AI vs Patent Attorney: What Happened When the Claims Were Professionally Reviewed
Following 6 May 2026’s IAA-Vic presentation, the conclusion from the “AI vs Patent Attorney” experiment was far more nuanced — and far more interesting — than many attendees expected.
The original exercise, conducted by independent inventor E. Black, explored whether AI could assist in producing attorney-style patent drafting by modernizing a lapsed mechanical bird-feeder patent into a motorized, weight-activated deterrent system.
What initially appeared to be a relatively straightforward AI-assisted drafting exercise ultimately involved more than 63 pages of conversation logs, iterative prompting, restructuring, technical refinement, and more than 20 hours of work before arriving at what both parties considered even a “semblance” of the intended result.
During the session, patent attorney Ben Mott of BRM Patent Attorneys repeatedly noted that he was impressed not only by E. Black’s writing ability, but also by the persistence and strategic prompting required to guide the AI toward producing something resembling a coherent patent disclosure.
Large portions of the generated material appeared surprisingly sophisticated on the surface, including:
structured independent and dependent claims
broad functional language
technical summaries
references to enablement and prior art
electromechanical terminology and drafting conventions
However, the live analysis also demonstrated the critical gap between producing technical-sounding language and producing legally defensible patent claims.
Both E. Black and Ben Mott ultimately agreed that while AI can assist in translating rough ideas into more coherent technical concepts, the system still failed to produce claims that could be considered legally defensible without substantial professional intervention and review.
The session highlighted one of the major misconceptions surrounding AI-assisted drafting:
Convincing language is not the same thing as enforceable intellectual property.
The experiment also exposed the hidden human cost behind many AI success stories. While the final output may appear polished, attendees learned that reaching that stage required extensive trial-and-error, repeated corrections, strategic reframing, and continuous human oversight.
For E. Black, the project represented not only more than 20 hours of work, but also significant opportunity cost as a professional webmaster and writer, with real financial and productivity impacts resulting from the time invested into the experiment.

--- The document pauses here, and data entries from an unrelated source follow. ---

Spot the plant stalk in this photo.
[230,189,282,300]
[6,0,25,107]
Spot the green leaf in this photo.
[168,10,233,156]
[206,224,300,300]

Importantly, the discussion remained collaborative and good-humored throughout the evening. Both E. Black and Ben Mott, along with attending IAA members, expressed genuine surprise at how far the AI could be pushed under detailed human guidance — while also recognizing how quickly an experienced patent attorney could identify weaknesses in scope, defensibility, enablement, and claim strategy.
Rather than becoming an “AI versus humans” debate, the presentation evolved into a more useful discussion about where AI currently fits within professional workflows.
The overall takeaway from the evening was clear:
AI can significantly accelerate brainstorming and early-stage drafting, but legal accountability, strategic claim construction, and patent defensibility remain firmly human responsibilities.